Lettre à Mme la Défenseure des enfants


Par Jean-Luc Martin-Lagardette

Dominique Versini                                                                                      Le 13 décembre 2008
Défenseure des enfants
Paris

Madame,

Vous avez estimé, dans un communiqué publié le 8 décembre dernier, que plusieurs dispositions du rapport Varinard prévoyant la responsabilité pénale à douze ans ne s´inscrivent pas dans le sens des engagements internationaux de la France. « En adoptant le seuil de responsabilité pénale à 12 ans, la France se situerait dans la partie la plus basse des seuils fixés par de nombreux pays européens qui ont plutôt retenu l´âge de 14 ou 15 ans », avez-vous déclaré. Et vous avez ajouté : « Il ressort de toutes les observations de terrain que efficacité [de l´incarcération des mineurs] à un âge précoce est loin d´être avérée et que les modalités d´incarcération, même au sein des établissements pour mineurs récents, ne sont pas adaptées à des enfants de 12 ans ».

Permettez-moi de vous féliciter d’avoir ainsi réagi face à ce projet qui ne serait pas digne de l’humanisme dont se prévaut notre pays.

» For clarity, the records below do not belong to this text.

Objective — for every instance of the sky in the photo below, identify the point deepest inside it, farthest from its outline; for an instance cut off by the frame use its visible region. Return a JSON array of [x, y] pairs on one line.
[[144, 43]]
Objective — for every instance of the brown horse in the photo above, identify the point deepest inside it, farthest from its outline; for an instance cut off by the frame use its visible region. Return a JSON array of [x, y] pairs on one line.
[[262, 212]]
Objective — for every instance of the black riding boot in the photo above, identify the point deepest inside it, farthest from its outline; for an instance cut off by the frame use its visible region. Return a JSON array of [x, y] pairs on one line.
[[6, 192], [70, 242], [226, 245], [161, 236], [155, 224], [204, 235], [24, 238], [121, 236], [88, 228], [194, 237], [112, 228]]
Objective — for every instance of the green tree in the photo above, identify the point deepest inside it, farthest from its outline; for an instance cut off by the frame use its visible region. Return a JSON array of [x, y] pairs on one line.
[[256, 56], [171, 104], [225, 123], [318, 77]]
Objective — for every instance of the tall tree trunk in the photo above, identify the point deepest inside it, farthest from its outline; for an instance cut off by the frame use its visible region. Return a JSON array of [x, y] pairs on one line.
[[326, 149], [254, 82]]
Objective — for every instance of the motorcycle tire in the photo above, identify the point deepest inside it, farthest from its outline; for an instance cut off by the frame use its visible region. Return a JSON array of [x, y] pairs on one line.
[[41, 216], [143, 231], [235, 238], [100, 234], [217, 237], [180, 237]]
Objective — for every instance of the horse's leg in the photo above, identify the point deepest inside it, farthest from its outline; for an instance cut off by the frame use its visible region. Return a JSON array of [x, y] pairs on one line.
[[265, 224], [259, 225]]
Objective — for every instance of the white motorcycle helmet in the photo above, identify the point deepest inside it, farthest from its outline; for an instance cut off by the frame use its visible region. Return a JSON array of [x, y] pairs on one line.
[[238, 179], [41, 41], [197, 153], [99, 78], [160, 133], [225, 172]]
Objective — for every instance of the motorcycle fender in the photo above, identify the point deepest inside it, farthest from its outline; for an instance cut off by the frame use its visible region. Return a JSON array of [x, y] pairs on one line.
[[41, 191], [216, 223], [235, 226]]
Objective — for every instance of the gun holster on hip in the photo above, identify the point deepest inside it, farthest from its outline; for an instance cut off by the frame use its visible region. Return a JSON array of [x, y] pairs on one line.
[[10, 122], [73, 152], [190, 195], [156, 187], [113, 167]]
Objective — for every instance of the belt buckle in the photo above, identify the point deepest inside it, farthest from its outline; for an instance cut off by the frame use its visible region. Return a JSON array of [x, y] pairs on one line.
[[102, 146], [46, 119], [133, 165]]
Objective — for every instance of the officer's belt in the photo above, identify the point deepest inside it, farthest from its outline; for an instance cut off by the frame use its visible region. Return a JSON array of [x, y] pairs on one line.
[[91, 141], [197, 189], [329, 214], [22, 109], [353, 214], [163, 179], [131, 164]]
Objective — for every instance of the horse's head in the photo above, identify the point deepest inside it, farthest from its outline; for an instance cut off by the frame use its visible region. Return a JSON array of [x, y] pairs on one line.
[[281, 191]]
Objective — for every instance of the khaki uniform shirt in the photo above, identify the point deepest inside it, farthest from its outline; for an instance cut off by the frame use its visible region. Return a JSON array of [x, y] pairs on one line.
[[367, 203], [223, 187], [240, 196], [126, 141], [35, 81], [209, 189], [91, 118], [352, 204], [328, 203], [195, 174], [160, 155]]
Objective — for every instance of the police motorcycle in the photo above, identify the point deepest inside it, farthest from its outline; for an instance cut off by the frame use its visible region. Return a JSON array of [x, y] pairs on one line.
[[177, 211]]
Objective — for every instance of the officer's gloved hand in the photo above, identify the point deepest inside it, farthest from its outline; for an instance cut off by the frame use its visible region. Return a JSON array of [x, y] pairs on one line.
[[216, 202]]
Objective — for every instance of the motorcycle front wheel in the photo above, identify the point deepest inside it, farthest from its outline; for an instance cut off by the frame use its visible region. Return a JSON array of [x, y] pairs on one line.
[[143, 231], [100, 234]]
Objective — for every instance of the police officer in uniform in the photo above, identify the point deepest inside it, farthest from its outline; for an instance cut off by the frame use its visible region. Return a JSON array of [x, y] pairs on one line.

Mais je souhaite, par la présente, apporter un autre argument qui plaide pour une autre approche de la délinquance des mineurs en général. Un argument que, malheureusement, je ne vois nulle part exprimé malgré son importance capitale.

Cette volonté de juger plus sévèrement et de condamner nos ados est triste et injuste, car elle fait l´impasse sur un fait scientifique majeur : le cerveau du petit de l´homme se développe en plusieurs étapes après sa naissance et est encore incomplètement formé à l´adolescence (cf. notamment les travaux des neurologues américains Jay Giedd et Paula Tallal, ou ceux du neurobiologiste français Jean-Pierre Changeux).

La maturation de cet organe complexe s´effectue par vagues successives selon les zones : d´abord les régions associées aux fonctions sensorielles et motrices de base. Ensuite, entre six et dix ans, la mémoire, le vocabulaire, l´orientation dans l´espace, le raisonnement et le calcul.

Ce n´est qu´à la fin de l´adolescence (20/22 ans) que les régions associées au contrôle cognitif supérieur (et notamment le contrôle inhibiteur, moral) parviennent à maturité grâce à l´achèvement du lobe préfrontal. Alors, et alors seulement, la personne est en pleine possession de ses capacités de concevoir le long terme, d´évaluer correctement les risques qu´elle prend, de gérer ses sentiments, ses émotions et ses pulsions, de distinguer fiction et réalité, etc. Bref, qu´on peut la considérer - neuro-biologiquement - comme responsable.

Si nos hommes politiques ignorent ces éléments, ils ne peuvent qu´ajouter de l´injustice et de la souffrance à une catégorie de population qui a plutôt besoin d´accompagnement attentionné et de compréhension. Les ados, même difficiles, ne sont pas un "problème" : ils sont darwiniennement modelés par ce qu´ils voient et vivent, par les adultes et le spectacle que ceux-ci leur donnent.

A nous, et particulièrement à nos élites décisionnaires, de montrer l´exemple et l´intelligence de la situation...

JL ML, rédacteur en chef d’Ouvertures.net.